He held the button between his index finger and his thumb, rubbing his thumb across the surface of the crystal face. The button is dangling from a chain that hangs around his neck, a reminder that nothing is final anymore. Nothing has been final since his father gave him the necklace and explained the meaning of his life to him. His dad said, "Your purpose is to fix everything." That was a tall task. He delivered pizza at the time. Only God knows how many times his dad pressed that button. What he did know was that his father was tired now and something was left blank on his face. He handed him the button and fell asleep.
He feels something wet dripping down his head. His legs are stuck and he can't feel anything below his chest, which hurts every time he tries to breath at all. He is coughing up a lot of fluid and struggling to breathe between the expulsions of red vicious blood onto the steering wheel. He holds the button between his fingers and presses it again. And he dies.
Yet his eyes open in the same place he was when his father gave him the button, standing over the body of his dying father again. He smiles at his father and wipes the hair from his dad's brow; something he has always done when his father was drunk or dying. He let his father go again and went back into living. He went home to his pretty wife and cute kids and enjoyed their lives together all over again.

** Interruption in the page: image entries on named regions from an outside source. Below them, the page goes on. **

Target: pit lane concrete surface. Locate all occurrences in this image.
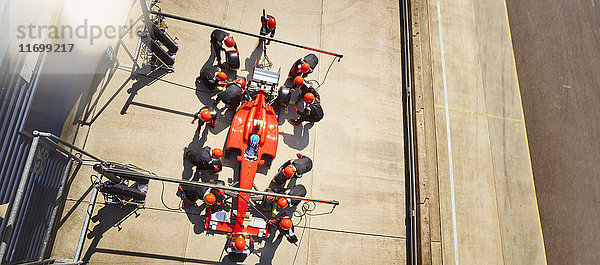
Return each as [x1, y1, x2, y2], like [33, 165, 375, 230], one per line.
[412, 0, 546, 264]
[52, 0, 406, 264]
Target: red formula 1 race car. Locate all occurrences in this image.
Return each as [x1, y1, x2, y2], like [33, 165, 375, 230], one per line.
[205, 64, 279, 262]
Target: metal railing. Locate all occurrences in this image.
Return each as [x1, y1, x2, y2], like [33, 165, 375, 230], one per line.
[400, 0, 419, 264]
[0, 131, 88, 263]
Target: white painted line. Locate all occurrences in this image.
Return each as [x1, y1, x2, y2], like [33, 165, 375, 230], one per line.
[437, 0, 459, 265]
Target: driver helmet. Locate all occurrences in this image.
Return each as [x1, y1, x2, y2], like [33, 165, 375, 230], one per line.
[250, 134, 260, 145]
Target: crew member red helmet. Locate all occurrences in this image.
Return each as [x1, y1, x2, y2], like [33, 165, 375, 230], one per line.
[225, 36, 235, 48]
[294, 76, 304, 86]
[212, 148, 223, 159]
[279, 218, 292, 230]
[200, 109, 212, 121]
[283, 165, 296, 178]
[234, 237, 246, 251]
[277, 198, 287, 209]
[304, 93, 315, 103]
[217, 72, 227, 81]
[267, 17, 277, 29]
[204, 193, 217, 205]
[300, 63, 310, 73]
[235, 78, 246, 88]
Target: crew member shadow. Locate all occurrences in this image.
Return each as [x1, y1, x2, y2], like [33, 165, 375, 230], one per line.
[279, 123, 312, 150]
[195, 45, 237, 106]
[244, 40, 262, 80]
[209, 107, 235, 134]
[253, 229, 283, 265]
[82, 205, 139, 261]
[121, 65, 169, 115]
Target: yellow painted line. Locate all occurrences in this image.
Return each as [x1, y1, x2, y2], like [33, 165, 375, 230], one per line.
[435, 104, 529, 122]
[504, 0, 548, 264]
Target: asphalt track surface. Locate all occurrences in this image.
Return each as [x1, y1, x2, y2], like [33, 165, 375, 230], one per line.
[507, 0, 600, 264]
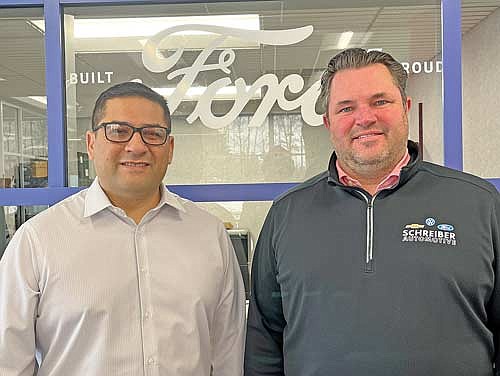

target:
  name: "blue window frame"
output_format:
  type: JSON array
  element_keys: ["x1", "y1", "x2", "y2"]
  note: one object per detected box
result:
[{"x1": 0, "y1": 0, "x2": 500, "y2": 209}]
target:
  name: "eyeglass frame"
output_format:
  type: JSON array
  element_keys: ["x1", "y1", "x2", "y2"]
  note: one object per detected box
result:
[{"x1": 92, "y1": 121, "x2": 172, "y2": 146}]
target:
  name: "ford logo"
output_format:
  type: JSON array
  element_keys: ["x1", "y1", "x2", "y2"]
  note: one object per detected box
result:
[{"x1": 438, "y1": 223, "x2": 455, "y2": 231}]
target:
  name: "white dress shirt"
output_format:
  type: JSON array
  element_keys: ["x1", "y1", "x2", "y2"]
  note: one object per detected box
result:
[{"x1": 0, "y1": 179, "x2": 245, "y2": 376}]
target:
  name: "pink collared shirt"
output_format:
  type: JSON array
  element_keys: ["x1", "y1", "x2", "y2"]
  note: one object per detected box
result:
[{"x1": 336, "y1": 149, "x2": 410, "y2": 193}]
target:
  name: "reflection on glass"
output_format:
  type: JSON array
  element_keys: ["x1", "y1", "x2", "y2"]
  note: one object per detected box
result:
[
  {"x1": 0, "y1": 8, "x2": 48, "y2": 188},
  {"x1": 0, "y1": 205, "x2": 48, "y2": 258}
]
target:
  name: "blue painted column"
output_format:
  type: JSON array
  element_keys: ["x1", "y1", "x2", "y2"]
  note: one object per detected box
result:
[
  {"x1": 441, "y1": 0, "x2": 463, "y2": 170},
  {"x1": 43, "y1": 0, "x2": 67, "y2": 188}
]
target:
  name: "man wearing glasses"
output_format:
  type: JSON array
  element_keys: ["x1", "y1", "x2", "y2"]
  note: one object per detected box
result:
[{"x1": 0, "y1": 82, "x2": 245, "y2": 376}]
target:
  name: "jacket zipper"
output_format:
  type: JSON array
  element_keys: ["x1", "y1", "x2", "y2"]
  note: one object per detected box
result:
[{"x1": 358, "y1": 191, "x2": 378, "y2": 272}]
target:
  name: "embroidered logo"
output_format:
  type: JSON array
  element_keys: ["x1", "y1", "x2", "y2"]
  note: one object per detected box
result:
[{"x1": 402, "y1": 217, "x2": 457, "y2": 246}]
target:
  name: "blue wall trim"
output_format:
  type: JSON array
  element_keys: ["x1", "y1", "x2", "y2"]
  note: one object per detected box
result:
[
  {"x1": 44, "y1": 0, "x2": 66, "y2": 187},
  {"x1": 0, "y1": 188, "x2": 81, "y2": 206},
  {"x1": 59, "y1": 0, "x2": 248, "y2": 5},
  {"x1": 441, "y1": 0, "x2": 463, "y2": 170}
]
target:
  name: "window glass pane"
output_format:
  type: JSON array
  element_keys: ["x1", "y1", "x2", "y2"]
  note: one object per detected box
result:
[
  {"x1": 198, "y1": 201, "x2": 272, "y2": 298},
  {"x1": 64, "y1": 0, "x2": 443, "y2": 185},
  {"x1": 0, "y1": 8, "x2": 48, "y2": 188},
  {"x1": 462, "y1": 0, "x2": 500, "y2": 178},
  {"x1": 0, "y1": 205, "x2": 48, "y2": 258}
]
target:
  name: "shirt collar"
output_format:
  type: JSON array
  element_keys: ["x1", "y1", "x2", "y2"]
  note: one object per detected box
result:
[
  {"x1": 83, "y1": 177, "x2": 186, "y2": 218},
  {"x1": 335, "y1": 149, "x2": 410, "y2": 192}
]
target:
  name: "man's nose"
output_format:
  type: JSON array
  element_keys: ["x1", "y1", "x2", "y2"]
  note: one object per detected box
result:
[
  {"x1": 355, "y1": 106, "x2": 377, "y2": 127},
  {"x1": 125, "y1": 132, "x2": 148, "y2": 153}
]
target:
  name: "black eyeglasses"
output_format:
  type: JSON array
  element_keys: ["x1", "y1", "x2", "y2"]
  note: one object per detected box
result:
[{"x1": 94, "y1": 121, "x2": 170, "y2": 146}]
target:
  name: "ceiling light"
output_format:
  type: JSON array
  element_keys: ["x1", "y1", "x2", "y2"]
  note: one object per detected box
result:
[
  {"x1": 337, "y1": 31, "x2": 354, "y2": 50},
  {"x1": 31, "y1": 14, "x2": 260, "y2": 39}
]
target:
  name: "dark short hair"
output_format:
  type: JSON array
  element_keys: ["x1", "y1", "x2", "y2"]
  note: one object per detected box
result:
[
  {"x1": 319, "y1": 48, "x2": 408, "y2": 115},
  {"x1": 92, "y1": 82, "x2": 172, "y2": 130}
]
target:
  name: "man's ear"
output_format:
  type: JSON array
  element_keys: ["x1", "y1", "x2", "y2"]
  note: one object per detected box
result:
[{"x1": 85, "y1": 131, "x2": 96, "y2": 160}]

Again, he got to see his son hit his first home run and his daughter skate as if the coliseum wasn't watching and win gold. He took his wife to dinner every night and gave her the very best of him. He corrected every mistake he had ever made in their marriage and continued to find more mistakes. He was nicer to people at work and to people serving him at restaurants and markets. He worked less hours and spent more time with his family everyday. He would hold on to his kids and wife as if everyday would be the last.
Then he would find himself pinned between a car and a guardrail. He'd find himself shot in some freak hunting accident. He'd find himself struck by lightning and paralyzed, just strong enough to fight his hand to his necklace and press that button. Each time, he did things differently. Each time he lived life more generously and less selfishly. He made adjustments and prayed that God would allow him to live this time. If he could just be good enough to be useful for God to let him live. He worked so hard to keep from dying. His biggest desire was to die without regrets...something his father had told him as a child.
He was bleeding out after a machinery accident when he pushed the button again. The next time he was running to keep his cholesterol down and slipped and hit his head on the concrete. The next, he just began dying in his sleep and was dreaming his passing when he pressed the button instinctively.
It became exhausting trying to figure out a way not to die. Every turn was death waiting. The begging and pleading wasn't working. He wasn't going to be good enough to live. Whatever he had done was going to be a permanent penance for his crimes.
He sat in the subway when he realized this. He sat in understanding and acceptance. He couldn't be perfect. His father couldn't be perfect. He had been holding on so long that his face was blank just as his father's was. He had seen his kids grow up so many times. He had loved his wife for God knows how many decades. Right now, he might as well be sitting on the ocean floor. He was so far from real humanity. In the subway, he realized he couldn't do it anymore. He just couldn't give his family another liar. To rewind is to lie. To edit anything is to lie. He wanted them to be at rest.
He paid the ticket and stepped onto the subway car and road the ride. As the squealing of the brakes started, he already knew to close his eyes. Your last moments are best felt looking at your life, not the environment around you. He felt his body release from his seat and soar into whatever was in front of him. He felt things crack and break and his head smash against something.
The noise died down and then silence reigned. He was in whatever existence we was going to be in. He lifted his thumb to the button instinctively and thought of his daughters laugh and his son holding his hand when he was scared. His son hated storms and his little girl loved to laugh. He thought of them and pressed his thumbs next to the button, but couldn't press it. He had to let them live without him. He had to go to where he belonged and wait for them. His last thought was of his beautiful wife and the way she would lay her head on his shoulder. He thought to himself, "I was the luckiest man alive." He dropped his hand to his side and let them all go.